Aside from the shouting effect, there are some other reasons why we don’t use all caps in everyday writing. If only capital letters are used in a piece of writing, nuance is lost. Numerous studies conducted over the decades (since as early as 1914) also suggest that text written in all capitals takes more time and effort to read than text in standard sentence case. That’s because people recognize words more easily by their contours. Lowercase words show the highs and lows of letter-extenders (like d and p). Words in all caps have a uniform rectangular shape.

In large part due to these reasons, a few professional institutions that traditionally communicated in all capital letters, like the National Weather Service and the Navy, are bidding all caps farewell.

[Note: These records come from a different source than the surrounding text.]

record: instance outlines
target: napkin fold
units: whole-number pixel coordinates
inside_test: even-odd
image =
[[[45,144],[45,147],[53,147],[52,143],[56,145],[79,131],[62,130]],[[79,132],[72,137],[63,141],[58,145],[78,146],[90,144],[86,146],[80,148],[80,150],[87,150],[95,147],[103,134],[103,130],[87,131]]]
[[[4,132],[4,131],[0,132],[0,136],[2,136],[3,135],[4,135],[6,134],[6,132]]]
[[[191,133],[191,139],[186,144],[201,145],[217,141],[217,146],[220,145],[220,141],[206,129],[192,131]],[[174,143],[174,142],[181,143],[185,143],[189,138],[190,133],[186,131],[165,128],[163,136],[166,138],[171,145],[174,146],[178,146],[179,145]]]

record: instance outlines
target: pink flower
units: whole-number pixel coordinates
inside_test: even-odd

But, should we all? NO.

How to captivatingly use all caps

All caps certainly has a place in writing today—and it has many defenders, particularly young people and those who think netiquette is old news. 
So, while contentious, all caps has its uses. No, you don’t want to write your thesis in all caps. You probably don’t want to write a full paragraph in all caps, either; but in informal communications—especially ones with friends—all caps is your friend.

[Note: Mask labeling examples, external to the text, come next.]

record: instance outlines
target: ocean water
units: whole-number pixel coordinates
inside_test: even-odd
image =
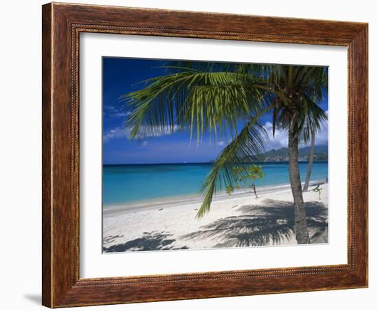
[[[288,184],[287,162],[263,162],[266,174],[257,187]],[[102,202],[104,206],[140,200],[195,195],[209,173],[210,163],[104,165]],[[302,182],[307,162],[300,162]],[[311,180],[325,181],[328,162],[314,162]],[[224,189],[223,189],[224,190]]]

Keep all caps casual. Don’t throw it around willy-nilly, and try to dissuade it from rearing its excitable head in formal writing. Use italics or bold to provide a more mature emphasis; a restrained significance that says, “Yes, I’m distinguished, but I don’t need to brag about it.”

When an emotional outpouring of text is appropriate, all caps is a form of emphasis that joins italics and bold. When your real voice, body, and face are absent (i.e., on the internet), all caps can convey the following:

Passion: “PESTO IS MY LIFE”

Excitement: “I CAN’T WAIT!”

Excitement-bordering-on-manic-hyperventilation: “OH MY GOOOOOOD! WHAAAA?!! GET OUUUUUUT!!! I CAN’T WAIT!!!!”

Amped displeasure: “I’M SO SICK OF MEATLOAF”

Raising the volume on a word (just a smidge, not a shout): “She didn’t shower for six WEEKS.”

Emphatic gah: GAH (also AGH, BAAH, BAGH, ARGH, GRR)

Sarcasm: “Root canal? LOVE IT”

Variations on emphatic questioning: “What the hell were you THINKING?” and “What the HELL were you thinking?”